Figure exceptionnelle de l’architecture du XXe siècle, Le Corbusier l’est moins du fait de ses positions politiques que par la contribution que ses théories et ses projets ont apportée à la pensée sur la ville et les édifices. Parallèlement, il n’a cessé de solliciter l’opinion publique et de s’adresser aux décideurs publics en les sommant d’adopter ses plans.
L’analyse des conjonctures de son rapport à la politique met en évidence des positions récurrentes. La première est tout simplement la dénégation, l’affirmation répétée que la politique ne l’intéresse pas. S’il professe une phobie manifeste pour la politique, son intérêt latent est soutenu. Il ne cesse en fait de se situer en fonction des rapports de force du moment, tandis qu’il est lui-même annexé par les forces politiques.
La campagne de relations publiques qu’il engage en 1920 en publiant L’Esprit nouveau, puis en présentant ses projets urbains sur la scène parisienne, fait de lui une figure publique que la presse ne peut ignorer.
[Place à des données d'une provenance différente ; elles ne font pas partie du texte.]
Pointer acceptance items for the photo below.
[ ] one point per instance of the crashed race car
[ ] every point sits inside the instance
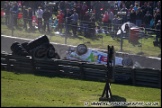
(37, 48)
(82, 53)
Chacune des configurations de ses affects politiques doit donc être lue selon deux perspectives – celle des auteurs qui le critiquent ou l’encensent, et celle selon laquelle il s’approprie le discours de ses interlocuteurs politiques ou les met en demeure de le suivre.
Il y a en effet une dimension discursive dans l’ensemble de ces échanges, au travers desquels Le Corbusier intériorise et reformule les thèmes et le lexique des politiques, leur tendant comme un miroir architectural de leur programme, sans pour autant infléchir le moins du monde la substance de ses projets : il sera plus bolchevique que les Russes, plus pétainiste que le Maréchal et plus démocrate-chrétien qu’Eugène Claudius Petit.
La longue série de ces échanges est retracée, de ses sympathies socialistes des débuts à son flirt poussé avec les technocrates des années 1930, son intérêt pour le Front populaire, ses tentations de la période de Vichy à ses professions de foi pacifistes de l’après-guerre.